For those who are attending the campus, the college has installed hand sanitisers across the campuses and run a communication campaign to reinforce the washing of hands, maintaining social distance and wearing face masks.

A College of West Anglia (CWA) spokeswoman said: “We took a very careful approach to planning for the current academic year, trying to respond to the Government’s directive to deliver a full education to young people whilst ensuring we minimise the risk to both staff and students from Covid-19.”

The practical measures also include re-organising all teaching spaces to ensure classroom seating was suitably social distanced in line with measures.

Within the classroom, teachers stay within a defined area two metres away from students and wear a face covering if needed to work at closer contact. Classroom support workers wear suitable PPE according to their role.
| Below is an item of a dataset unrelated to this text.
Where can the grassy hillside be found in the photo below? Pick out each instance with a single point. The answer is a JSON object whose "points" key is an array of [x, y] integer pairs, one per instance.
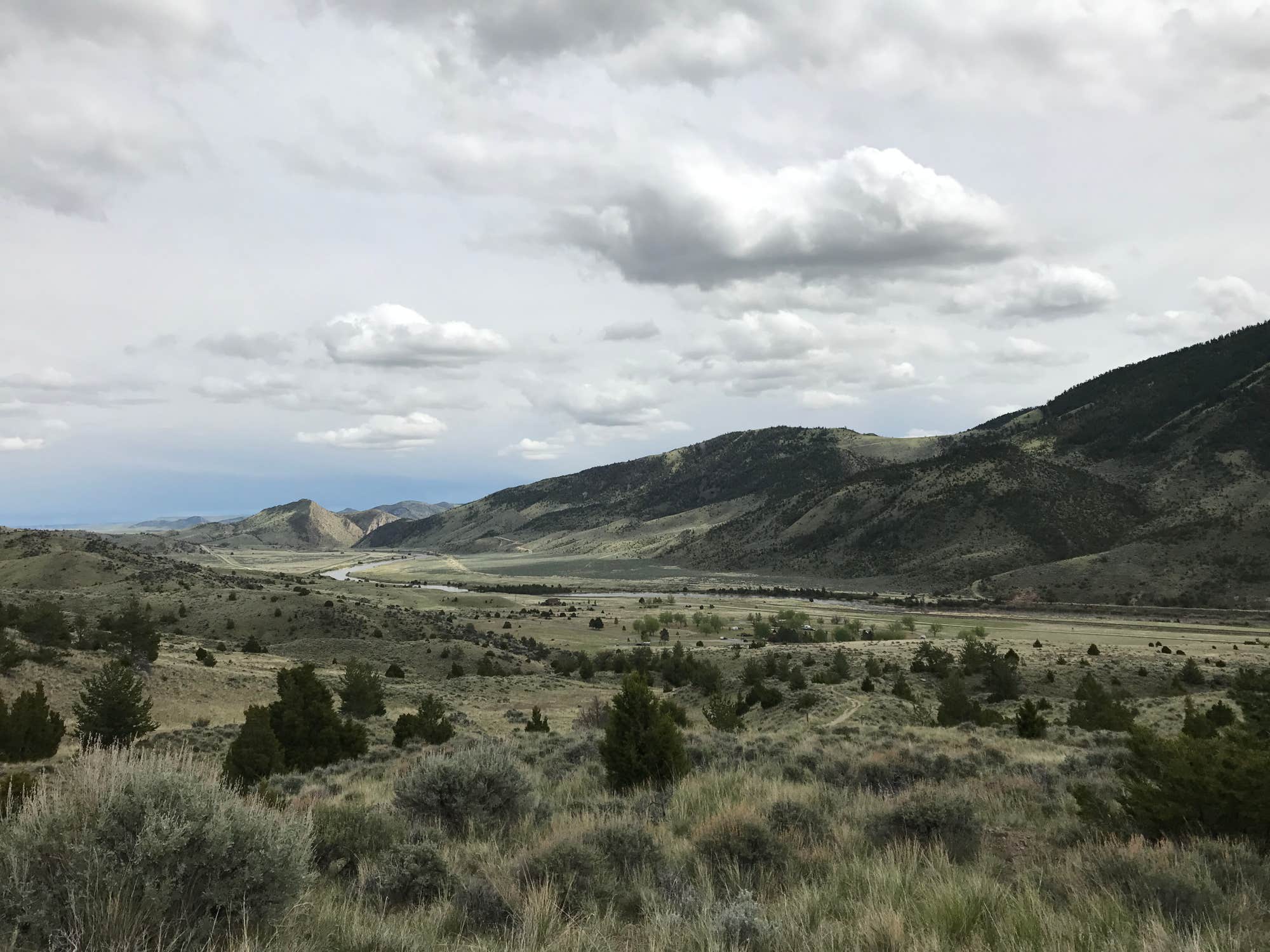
{"points": [[300, 525], [1150, 483]]}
The CWA spokeswoman added: “The impact of these measures has been to reduce the need for students and staff to isolate as a result of someone else testing positive. So, in contrast to many schools, we have had to stand down relatively small numbers of students and staff for self-isolation purposes.”

Many support services operate virtually such as telephone and video counselling sessions. Welfare staff offer a mixture of face-to-face and virtual meetings.

Jacob Morton, who is a student governor at the CWA, said he has achieved the same results he was predicted before the pandemic.

He said: “When the pandemic hit, it was obviously a huge and sudden change to the way in which we learn, going from a classroom to a computer screen.

“Of course distance learning will never have the same impact as face-to-face, and so since the new school year started in September, the college has been increasing our time on-campus, which I know we were all very pleased and grateful about.”

He added: “I feel that the way the college has approached the situation has been important for ensuring that I’m not at a disadvantage to previous, or future, year groups.”

"I know that the college has also provided much-needed resources to those for whom these aren’t readily available due to personal circumstances, so that no student is disadvantaged."

The Lynn News conducted a poll in which nearly 74 per cent of respondees said they have found their education to be tough going during the pandemic. Just over 26 per cent said not much has changed due to the level of resources on offer.